Книга: Насосы интуиции и другие инструменты мышления
Назад: 58. Печальная история мистера Клапгра
Дальше: 60. Китайская комната

59. Настроенная колода

В знаменитой статье философ Дэвид Чалмерс (1995) отличает “легкие” проблемы сознания от того, что сам называет (с большой буквы “Т”) Трудной проблемой сознания. “Легкие”, по мнению Чалмерса, проблемы все равно весьма трудны.

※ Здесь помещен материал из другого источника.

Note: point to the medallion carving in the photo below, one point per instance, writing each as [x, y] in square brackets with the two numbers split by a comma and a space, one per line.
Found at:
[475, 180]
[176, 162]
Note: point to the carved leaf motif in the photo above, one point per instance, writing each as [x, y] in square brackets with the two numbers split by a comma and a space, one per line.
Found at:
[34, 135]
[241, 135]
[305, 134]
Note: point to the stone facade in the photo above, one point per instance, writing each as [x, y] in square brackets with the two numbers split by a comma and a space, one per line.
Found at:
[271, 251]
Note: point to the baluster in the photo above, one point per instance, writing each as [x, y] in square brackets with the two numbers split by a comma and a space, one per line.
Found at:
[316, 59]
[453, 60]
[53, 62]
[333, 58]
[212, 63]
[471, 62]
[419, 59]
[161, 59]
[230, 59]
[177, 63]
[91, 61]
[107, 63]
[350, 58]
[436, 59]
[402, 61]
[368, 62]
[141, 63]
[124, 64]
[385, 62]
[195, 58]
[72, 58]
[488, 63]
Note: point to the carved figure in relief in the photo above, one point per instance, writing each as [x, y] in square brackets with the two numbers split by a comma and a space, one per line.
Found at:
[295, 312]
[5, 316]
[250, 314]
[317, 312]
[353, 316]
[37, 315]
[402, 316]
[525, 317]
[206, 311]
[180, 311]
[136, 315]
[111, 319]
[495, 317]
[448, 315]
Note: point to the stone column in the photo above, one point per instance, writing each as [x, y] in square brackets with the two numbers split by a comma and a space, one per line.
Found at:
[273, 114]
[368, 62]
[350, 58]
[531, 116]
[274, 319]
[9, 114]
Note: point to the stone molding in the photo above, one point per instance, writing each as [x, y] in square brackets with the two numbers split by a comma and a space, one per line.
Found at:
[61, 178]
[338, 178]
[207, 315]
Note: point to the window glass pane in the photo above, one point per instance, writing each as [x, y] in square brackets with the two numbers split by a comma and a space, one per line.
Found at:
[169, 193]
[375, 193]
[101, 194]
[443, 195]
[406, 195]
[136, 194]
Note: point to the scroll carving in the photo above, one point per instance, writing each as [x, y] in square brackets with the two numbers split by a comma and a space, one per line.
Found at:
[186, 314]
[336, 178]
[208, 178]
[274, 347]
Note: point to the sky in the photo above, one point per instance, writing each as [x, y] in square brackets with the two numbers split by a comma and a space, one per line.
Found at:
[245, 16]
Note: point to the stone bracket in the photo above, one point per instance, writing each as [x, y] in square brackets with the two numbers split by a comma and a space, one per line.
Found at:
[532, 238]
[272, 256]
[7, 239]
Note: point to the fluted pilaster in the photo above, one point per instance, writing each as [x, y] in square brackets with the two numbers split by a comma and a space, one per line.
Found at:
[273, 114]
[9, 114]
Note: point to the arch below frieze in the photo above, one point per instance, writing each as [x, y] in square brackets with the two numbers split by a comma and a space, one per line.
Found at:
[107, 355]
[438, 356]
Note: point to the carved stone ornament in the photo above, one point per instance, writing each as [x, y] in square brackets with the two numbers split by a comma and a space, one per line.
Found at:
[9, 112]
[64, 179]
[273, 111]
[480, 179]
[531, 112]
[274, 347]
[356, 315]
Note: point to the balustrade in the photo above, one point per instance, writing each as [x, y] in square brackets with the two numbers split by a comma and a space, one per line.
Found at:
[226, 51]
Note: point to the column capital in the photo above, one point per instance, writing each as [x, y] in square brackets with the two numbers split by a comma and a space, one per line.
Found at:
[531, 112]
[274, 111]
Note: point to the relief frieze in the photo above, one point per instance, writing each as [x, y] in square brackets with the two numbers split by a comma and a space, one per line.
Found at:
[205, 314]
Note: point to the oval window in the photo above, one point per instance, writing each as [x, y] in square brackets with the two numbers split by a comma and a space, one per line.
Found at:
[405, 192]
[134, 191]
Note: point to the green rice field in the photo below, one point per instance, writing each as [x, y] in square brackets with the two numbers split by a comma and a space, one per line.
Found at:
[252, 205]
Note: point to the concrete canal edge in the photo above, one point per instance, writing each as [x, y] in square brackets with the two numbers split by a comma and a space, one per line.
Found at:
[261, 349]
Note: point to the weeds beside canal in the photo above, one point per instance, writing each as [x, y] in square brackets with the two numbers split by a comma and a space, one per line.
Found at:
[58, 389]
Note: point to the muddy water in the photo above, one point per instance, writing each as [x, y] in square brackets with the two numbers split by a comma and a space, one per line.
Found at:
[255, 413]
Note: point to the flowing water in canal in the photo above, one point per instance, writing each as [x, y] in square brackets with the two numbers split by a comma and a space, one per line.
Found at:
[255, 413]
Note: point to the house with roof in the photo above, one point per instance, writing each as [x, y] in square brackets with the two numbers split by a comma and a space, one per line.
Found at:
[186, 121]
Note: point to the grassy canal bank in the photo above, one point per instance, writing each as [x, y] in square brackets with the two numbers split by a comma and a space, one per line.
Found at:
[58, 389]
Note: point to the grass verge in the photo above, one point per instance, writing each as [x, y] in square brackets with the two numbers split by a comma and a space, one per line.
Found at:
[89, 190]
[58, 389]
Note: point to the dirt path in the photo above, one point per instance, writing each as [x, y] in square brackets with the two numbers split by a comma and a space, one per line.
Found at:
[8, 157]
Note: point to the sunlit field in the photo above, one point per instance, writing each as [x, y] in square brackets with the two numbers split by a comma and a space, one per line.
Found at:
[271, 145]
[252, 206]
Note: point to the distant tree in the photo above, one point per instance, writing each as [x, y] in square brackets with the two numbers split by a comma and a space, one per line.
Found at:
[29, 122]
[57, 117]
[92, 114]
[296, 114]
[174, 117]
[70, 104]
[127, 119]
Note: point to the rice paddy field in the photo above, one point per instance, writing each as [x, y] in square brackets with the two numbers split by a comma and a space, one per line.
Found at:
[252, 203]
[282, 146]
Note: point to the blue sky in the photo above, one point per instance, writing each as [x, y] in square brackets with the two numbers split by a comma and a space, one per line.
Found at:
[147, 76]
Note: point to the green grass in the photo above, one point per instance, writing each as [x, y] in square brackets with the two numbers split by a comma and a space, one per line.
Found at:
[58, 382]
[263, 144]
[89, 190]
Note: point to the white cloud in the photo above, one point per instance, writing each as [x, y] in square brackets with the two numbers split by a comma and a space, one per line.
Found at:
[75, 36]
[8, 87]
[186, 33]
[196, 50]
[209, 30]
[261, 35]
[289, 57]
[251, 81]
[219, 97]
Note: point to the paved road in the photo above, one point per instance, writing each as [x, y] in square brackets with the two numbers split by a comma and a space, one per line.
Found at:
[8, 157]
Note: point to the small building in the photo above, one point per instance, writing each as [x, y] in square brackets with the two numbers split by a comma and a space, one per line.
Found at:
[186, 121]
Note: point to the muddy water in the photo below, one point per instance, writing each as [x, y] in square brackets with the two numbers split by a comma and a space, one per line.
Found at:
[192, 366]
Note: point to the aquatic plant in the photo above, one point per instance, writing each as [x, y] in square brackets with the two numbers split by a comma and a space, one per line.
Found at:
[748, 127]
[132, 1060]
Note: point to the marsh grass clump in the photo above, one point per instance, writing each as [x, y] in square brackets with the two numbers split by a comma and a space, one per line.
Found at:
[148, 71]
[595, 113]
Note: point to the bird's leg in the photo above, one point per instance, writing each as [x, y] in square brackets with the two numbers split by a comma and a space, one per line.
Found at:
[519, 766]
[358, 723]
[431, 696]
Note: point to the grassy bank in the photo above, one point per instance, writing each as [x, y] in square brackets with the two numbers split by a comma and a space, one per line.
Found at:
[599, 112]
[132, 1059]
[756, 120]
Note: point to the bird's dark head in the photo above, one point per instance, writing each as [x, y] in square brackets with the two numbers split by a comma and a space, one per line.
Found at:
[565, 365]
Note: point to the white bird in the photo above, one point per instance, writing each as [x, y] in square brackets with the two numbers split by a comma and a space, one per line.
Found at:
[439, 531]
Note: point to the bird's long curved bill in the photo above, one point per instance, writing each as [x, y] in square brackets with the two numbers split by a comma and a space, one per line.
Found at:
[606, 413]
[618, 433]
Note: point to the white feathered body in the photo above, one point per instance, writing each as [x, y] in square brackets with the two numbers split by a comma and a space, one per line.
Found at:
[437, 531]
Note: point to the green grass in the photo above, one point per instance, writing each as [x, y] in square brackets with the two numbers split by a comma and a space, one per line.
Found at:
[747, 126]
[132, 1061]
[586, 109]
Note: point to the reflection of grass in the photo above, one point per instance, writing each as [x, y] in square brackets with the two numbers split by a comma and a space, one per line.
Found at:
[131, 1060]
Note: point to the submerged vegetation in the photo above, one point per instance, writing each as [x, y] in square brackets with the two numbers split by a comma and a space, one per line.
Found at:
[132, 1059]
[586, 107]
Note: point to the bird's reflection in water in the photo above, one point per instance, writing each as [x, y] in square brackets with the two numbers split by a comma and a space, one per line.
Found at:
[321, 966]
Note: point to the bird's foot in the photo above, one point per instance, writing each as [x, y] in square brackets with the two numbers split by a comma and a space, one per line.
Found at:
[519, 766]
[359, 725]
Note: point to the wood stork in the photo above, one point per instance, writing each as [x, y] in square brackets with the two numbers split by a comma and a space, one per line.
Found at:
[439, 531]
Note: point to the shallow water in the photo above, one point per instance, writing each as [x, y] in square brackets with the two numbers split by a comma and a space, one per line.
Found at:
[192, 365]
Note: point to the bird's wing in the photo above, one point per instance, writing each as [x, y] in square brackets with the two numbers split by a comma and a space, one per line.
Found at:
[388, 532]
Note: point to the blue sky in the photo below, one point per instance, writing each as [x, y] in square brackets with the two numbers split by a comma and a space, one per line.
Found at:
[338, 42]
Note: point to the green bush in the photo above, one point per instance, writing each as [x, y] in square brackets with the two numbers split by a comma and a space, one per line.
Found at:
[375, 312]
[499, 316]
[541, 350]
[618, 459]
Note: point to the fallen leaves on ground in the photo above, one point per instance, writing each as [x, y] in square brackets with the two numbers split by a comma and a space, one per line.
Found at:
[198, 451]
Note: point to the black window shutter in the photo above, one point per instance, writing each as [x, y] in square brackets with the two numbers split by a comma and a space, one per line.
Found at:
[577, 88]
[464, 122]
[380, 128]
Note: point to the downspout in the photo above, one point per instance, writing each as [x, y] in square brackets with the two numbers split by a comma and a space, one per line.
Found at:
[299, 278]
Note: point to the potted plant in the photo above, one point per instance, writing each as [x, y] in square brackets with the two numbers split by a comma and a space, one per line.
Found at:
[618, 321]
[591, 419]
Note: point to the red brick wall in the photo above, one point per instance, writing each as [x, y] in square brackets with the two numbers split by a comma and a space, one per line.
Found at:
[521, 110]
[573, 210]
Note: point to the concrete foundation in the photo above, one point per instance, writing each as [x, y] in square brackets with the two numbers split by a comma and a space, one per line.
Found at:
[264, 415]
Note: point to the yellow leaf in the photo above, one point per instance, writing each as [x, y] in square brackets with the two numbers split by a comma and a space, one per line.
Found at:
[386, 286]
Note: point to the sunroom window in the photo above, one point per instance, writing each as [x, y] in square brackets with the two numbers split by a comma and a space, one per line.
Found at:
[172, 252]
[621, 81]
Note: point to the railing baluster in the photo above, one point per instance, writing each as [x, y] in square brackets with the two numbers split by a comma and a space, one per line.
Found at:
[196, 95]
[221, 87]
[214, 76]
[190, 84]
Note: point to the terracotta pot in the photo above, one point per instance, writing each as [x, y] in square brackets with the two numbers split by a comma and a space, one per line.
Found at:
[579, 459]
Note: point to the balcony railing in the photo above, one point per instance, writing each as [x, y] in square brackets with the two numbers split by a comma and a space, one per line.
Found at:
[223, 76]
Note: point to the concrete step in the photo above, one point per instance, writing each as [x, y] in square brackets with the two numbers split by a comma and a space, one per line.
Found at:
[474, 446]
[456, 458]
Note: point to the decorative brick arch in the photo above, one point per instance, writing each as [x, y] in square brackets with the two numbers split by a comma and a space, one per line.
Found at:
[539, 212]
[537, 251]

Вот, например, несколько сложных вопросов о сознании:
1. Как сознание позволяет нам говорить об образах, которые мы видим, звуках, которые слышим, запахах, которые чувствуем, и так далее? (Или – в упрощенном варианте – как информация из тех зон мозга, которые отвечают за восприятие, используется в зонах, отвечающих за язык, для формирования предоставляемых нами отчетов и ответов?)

2. Когда мы выполняем рутинную задачу (с которой можем справиться “едва ли не во сне”), почему сознание включается всякий раз при возникновении проблемы и каким образом оно помогает нам ее решить?

3. Сколько независимо движущихся объектов мы можем одновременно непрерывно отслеживать и как мы это делаем? (Ответ: как минимум четыре. Убедиться в этом можно, посмотрев потрясающую демонстрацию этого феномена, называемого FINST-индексацией, на сайте .)

4. Что происходит, когда что-то “вертится у вас на языке” – когда вы знаете, что ответ вам известен и почти можете его озвучить?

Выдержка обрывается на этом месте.